Tataranno Maria Luisa, Vijlbrief Daniel C, Dudink Jeroen, Benders Manon J N L
Department of Neonatology, Wilhelmina Children's Hospital/University Medical Center Utrecht, Utrecht University, Utrecht, Netherlands.
Front Pediatr. 2021 May 19;9:634092. doi: 10.3389/fped.2021.634092. eCollection 2021.
Despite advances in neonatal care to prevent neonatal brain injury and neurodevelopmental impairment, predicting long-term outcome in neonates at risk for brain injury remains difficult. Early prognosis is currently based on cranial ultrasound (CUS), MRI, EEG, NIRS, and/or general movements assessed at specific ages, and predicting outcome in an individual (precision medicine) is not yet possible. New algorithms based on large databases and machine learning applied to clinical, neuromonitoring, and neuroimaging data and genetic analysis and assays measuring multiple biomarkers (omics) can fulfill the needs of modern neonatology. A synergy of all these techniques and the use of automatic quantitative analysis might give clinicians the possibility to provide patient-targeted decision-making for individualized diagnosis, therapy, and outcome prediction. This review will first focus on common neonatal neurological diseases, associated risk factors, and most common treatments. After that, we will discuss how precision medicine and machine learning (ML) approaches could change the future of prediction and prognosis in this field.

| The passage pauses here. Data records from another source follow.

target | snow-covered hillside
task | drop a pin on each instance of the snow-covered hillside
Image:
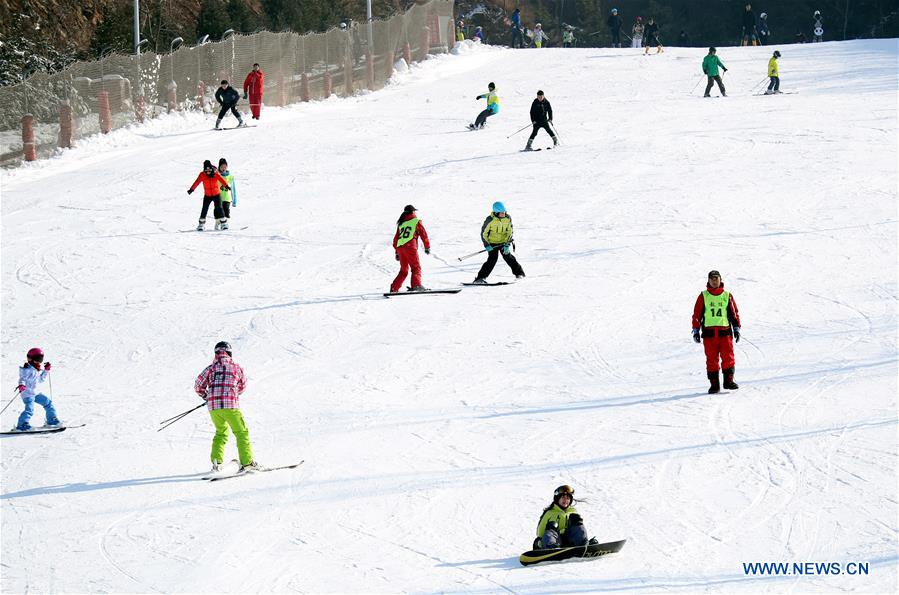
(434, 428)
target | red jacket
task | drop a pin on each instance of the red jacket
(420, 231)
(212, 185)
(733, 315)
(254, 82)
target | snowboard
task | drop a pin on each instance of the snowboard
(564, 553)
(426, 292)
(219, 476)
(40, 430)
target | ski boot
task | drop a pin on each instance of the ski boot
(729, 383)
(715, 386)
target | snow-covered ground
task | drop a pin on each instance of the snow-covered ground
(435, 428)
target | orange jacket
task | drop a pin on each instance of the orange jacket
(212, 185)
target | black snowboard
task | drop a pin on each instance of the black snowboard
(581, 551)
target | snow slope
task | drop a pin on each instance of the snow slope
(435, 428)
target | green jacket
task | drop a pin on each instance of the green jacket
(711, 63)
(557, 514)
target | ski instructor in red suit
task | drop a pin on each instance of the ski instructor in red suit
(252, 87)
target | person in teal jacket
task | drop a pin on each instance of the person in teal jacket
(710, 66)
(560, 524)
(492, 107)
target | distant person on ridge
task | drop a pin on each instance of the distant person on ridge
(253, 87)
(710, 66)
(717, 321)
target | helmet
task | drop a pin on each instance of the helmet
(563, 489)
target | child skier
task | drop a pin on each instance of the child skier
(541, 117)
(710, 66)
(30, 375)
(560, 524)
(492, 107)
(213, 183)
(774, 73)
(220, 384)
(405, 243)
(228, 194)
(496, 233)
(716, 318)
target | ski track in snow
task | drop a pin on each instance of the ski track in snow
(434, 429)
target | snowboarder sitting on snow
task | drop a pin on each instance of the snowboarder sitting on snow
(492, 107)
(220, 384)
(213, 183)
(496, 233)
(30, 375)
(405, 242)
(228, 97)
(716, 318)
(541, 117)
(710, 66)
(228, 194)
(560, 524)
(774, 73)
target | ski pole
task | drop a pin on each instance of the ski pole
(472, 254)
(517, 131)
(179, 417)
(16, 390)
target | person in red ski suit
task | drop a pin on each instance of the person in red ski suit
(252, 87)
(717, 320)
(405, 242)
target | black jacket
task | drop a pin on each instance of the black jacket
(229, 96)
(541, 111)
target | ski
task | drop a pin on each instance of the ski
(425, 292)
(593, 550)
(254, 471)
(40, 430)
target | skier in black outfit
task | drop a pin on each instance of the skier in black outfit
(541, 117)
(228, 97)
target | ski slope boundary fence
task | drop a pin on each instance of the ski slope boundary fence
(50, 111)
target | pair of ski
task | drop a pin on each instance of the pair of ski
(593, 550)
(41, 430)
(232, 469)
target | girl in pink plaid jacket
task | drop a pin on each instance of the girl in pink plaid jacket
(220, 384)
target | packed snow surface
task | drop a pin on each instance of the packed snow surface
(435, 428)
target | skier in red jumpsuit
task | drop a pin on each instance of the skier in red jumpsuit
(716, 318)
(405, 241)
(252, 87)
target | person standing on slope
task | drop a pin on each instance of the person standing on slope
(496, 233)
(560, 524)
(774, 74)
(228, 194)
(405, 243)
(220, 384)
(710, 66)
(651, 37)
(213, 183)
(253, 88)
(614, 23)
(30, 375)
(717, 320)
(541, 117)
(227, 96)
(491, 110)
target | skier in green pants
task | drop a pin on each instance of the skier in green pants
(220, 385)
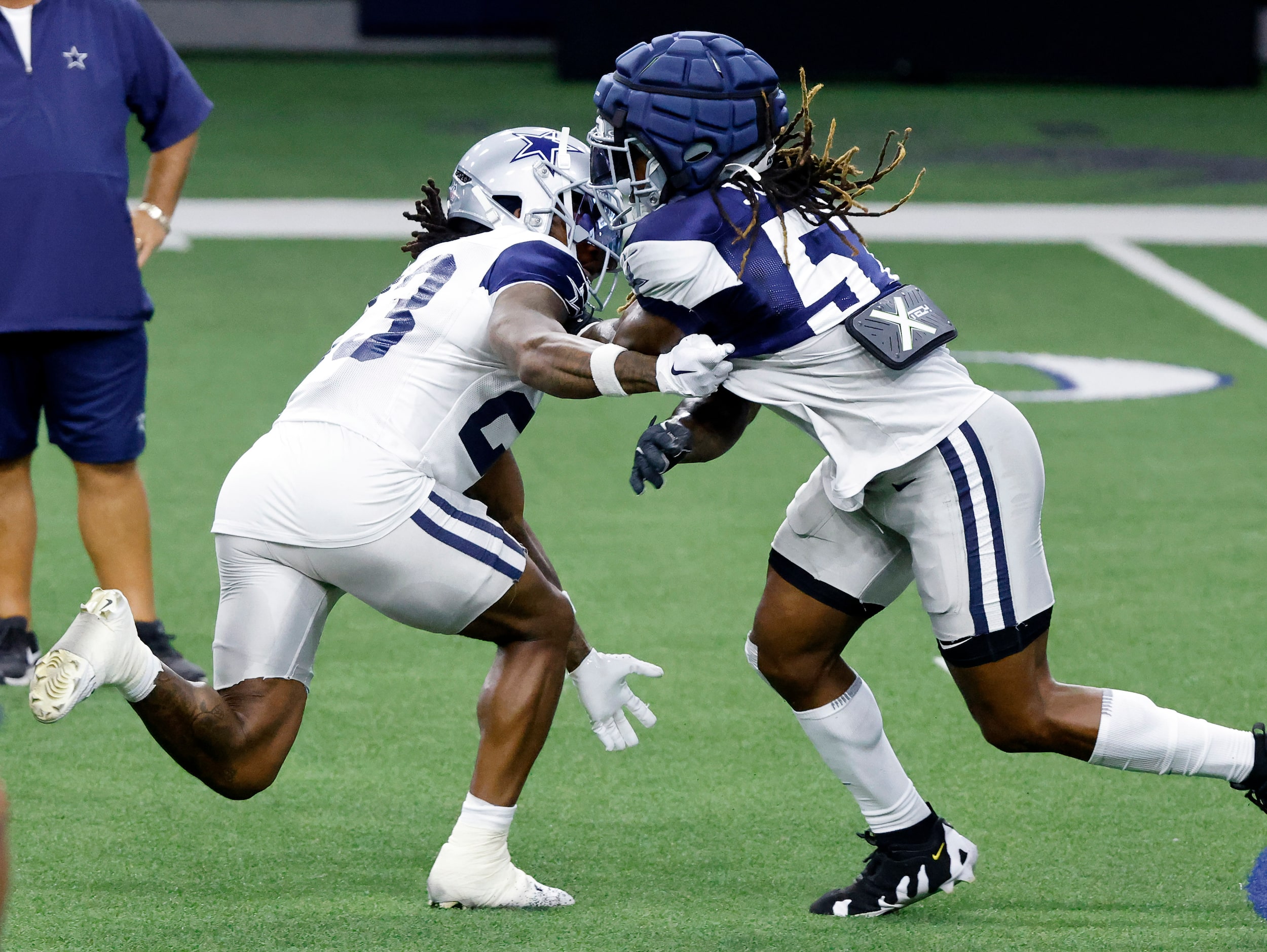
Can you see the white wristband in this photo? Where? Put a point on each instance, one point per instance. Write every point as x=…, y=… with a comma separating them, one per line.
x=602, y=368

尽管在预防新生儿脑损伤和神经发育障碍的新生儿护理方面取得了进展,但预测有脑损伤风险的新生儿的长期预后仍然困难。目前,早期预后基于特定年龄时评估的头颅超声(CUS)、MRI、脑电图、近红外光谱(NIRS)和/或全身运动,而预测个体的预后(精准医学)尚不可能。基于大型数据库和机器学习的新算法应用于临床、神经监测、神经影像数据以及基因分析和测量多种生物标志物(组学)的检测,能够满足现代新生儿学的需求。所有这些技术的协同作用以及自动定量分析的应用,可能使临床医生有机会为个体化诊断、治疗和预后预测提供以患者为目标的决策。本综述将首先关注常见的新生儿神经系统疾病、相关危险因素和最常见的治疗方法。之后,我们将讨论精准医学和机器学习(ML)方法如何改变该领域预测和预后的未来。